Susan Brandeis recently retired from full–time teaching at North Carolina State University’s College of Design, where she was Distinguished Professor of Art & Design and a member of the University’s Academy of Outstanding Teachers.  She holds a Master of Science degree in Art Education from Indiana University and a Master of Fine Arts in Textile Design from the University of Kansas.

Her studio practice has focused on large-scale works for the wall in public places.  She continues to investigate hand and machine printing; dyeing; stitched embellishment; the juxtaposition of pattern and color; and the contrasts created through individual and layered materials and textures.  She has sought a personal visual repertoire––a “language”––of materials and techniques to communicate the essence of places of great natural beauty; the tantalizing mysteries of encounters with ancient scripts, petroglyphs, palimpsests, faux text, and symbols; and, images of place captured during travel by rain in the US and UK.

Her artwork has been published in the books Celebrating the Stitch; The Surface Designer’s Art; The Art Quilt; Freestyle Machine Embroidery; and Contemporary Quilt Art; and in leading craft, design, and textile art magazines such as American Craft; Fiberarts; Surface Design Journal; The Design Journal; Embroidery (U.K.); and Textile: The Journal of Cloth and Culture.  The work has been exhibited throughout the United States and in England, Ireland, Finland, Japan, South Korea, the Netherlands, the Philippines, Colombia, the International Biennial of Tapestry (Switzerland), and at The Textile Museum in Washington, DC.  She is represented in numerous private and public collections, including the Renwick Gallery of the Smithsonian.  She has taught summer workshops at Penland School of Crafts (North Carolina); Arrowmont School of Arts and Crafts (Tennessee); the Split Rock Arts Program (University of Minnesota); Haystack Mountain School of Crafts (Maine); and the Oregon College of Arts and Crafts.

She founded the Southeast Fibers Educators Association and was a three–time Visual Artist Fellow with the North Carolina Department of Cultural Resources.

 

Artist Statement

Making a textile is a kind of magic.  Early in life at home I learned sewing, knitting, crocheting, embroidering, and quilting.  Those experiences planted the seeds that have grown into my passion for making textiles by hand and my understanding of the powerful combination of materials, techniques, skill, craft, imagination, and spirit.

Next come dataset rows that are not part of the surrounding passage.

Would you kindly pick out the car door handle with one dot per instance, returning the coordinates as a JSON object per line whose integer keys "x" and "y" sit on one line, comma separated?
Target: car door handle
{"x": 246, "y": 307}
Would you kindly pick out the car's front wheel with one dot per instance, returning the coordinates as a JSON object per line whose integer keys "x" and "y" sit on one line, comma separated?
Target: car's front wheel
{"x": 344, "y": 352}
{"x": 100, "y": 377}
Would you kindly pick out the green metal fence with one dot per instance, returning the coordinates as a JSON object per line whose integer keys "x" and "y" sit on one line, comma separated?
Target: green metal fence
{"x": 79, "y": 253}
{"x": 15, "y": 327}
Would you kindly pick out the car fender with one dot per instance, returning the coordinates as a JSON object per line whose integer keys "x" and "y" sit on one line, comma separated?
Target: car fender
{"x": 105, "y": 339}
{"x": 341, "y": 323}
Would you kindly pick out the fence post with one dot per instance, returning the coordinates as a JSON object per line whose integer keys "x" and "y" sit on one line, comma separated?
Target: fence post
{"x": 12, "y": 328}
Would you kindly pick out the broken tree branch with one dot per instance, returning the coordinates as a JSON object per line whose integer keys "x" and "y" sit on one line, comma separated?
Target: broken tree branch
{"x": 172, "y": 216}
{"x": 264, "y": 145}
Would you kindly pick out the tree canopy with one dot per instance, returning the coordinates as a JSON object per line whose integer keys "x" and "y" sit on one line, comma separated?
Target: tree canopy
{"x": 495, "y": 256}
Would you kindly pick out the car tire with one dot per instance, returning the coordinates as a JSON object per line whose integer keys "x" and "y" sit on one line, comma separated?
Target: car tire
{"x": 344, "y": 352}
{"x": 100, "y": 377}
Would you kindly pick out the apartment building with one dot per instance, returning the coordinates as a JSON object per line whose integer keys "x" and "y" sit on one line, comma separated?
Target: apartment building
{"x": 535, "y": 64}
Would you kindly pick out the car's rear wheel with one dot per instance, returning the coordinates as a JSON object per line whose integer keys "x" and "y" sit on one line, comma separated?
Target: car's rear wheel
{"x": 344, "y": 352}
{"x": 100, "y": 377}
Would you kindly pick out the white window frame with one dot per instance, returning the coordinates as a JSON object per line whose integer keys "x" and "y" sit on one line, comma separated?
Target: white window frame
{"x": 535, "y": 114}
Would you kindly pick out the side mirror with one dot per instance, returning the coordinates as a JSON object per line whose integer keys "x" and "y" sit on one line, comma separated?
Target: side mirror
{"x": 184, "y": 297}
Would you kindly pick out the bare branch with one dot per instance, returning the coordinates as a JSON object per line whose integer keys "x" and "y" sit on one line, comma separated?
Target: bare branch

I make textiles because I love the rhythm of repetition and pattern, complex color contrasts, textured relief surfaces, and the feel of the materials in my hand.  I savor the slow meditation of making as an antidote to life’s rush and bustle.  I choose simple, natural materials for their honest liveliness.  I avoid trends to search for an enduring aesthetic.  While the ideas are mine, the work is not about me.  I prefer images and concepts that transcend the personal to touch universal human themes.  Fabric work has become as natural for me as breathing, and its expressions a “language” often more eloquent than speech.

I usually create multiple works in a series to explore and speak more comprehensively ideas. I sometimes use the contrast of panels in a single piece to allow the viewer multiple simultaneous glimpses: close views next to distant ones.  Recent works make reference to books or codices, with layers of marks, texts, and symbols that suggest time, memory, and the vagaries of human communication. I’ve taken my stitching on the road to capture impressions of places on my travels, then turned the same attention to the places I love in and around my own home.

My approach allows me to work with a wide variety both new and found materials, as well as a broad range of textiles techniques, including hand and machine stitching, dyeing, rusting, drawing, and digital printing on fabric.  It is the balance among different technologies, both hand and digital, that makes my current working process satisfying—and still magical.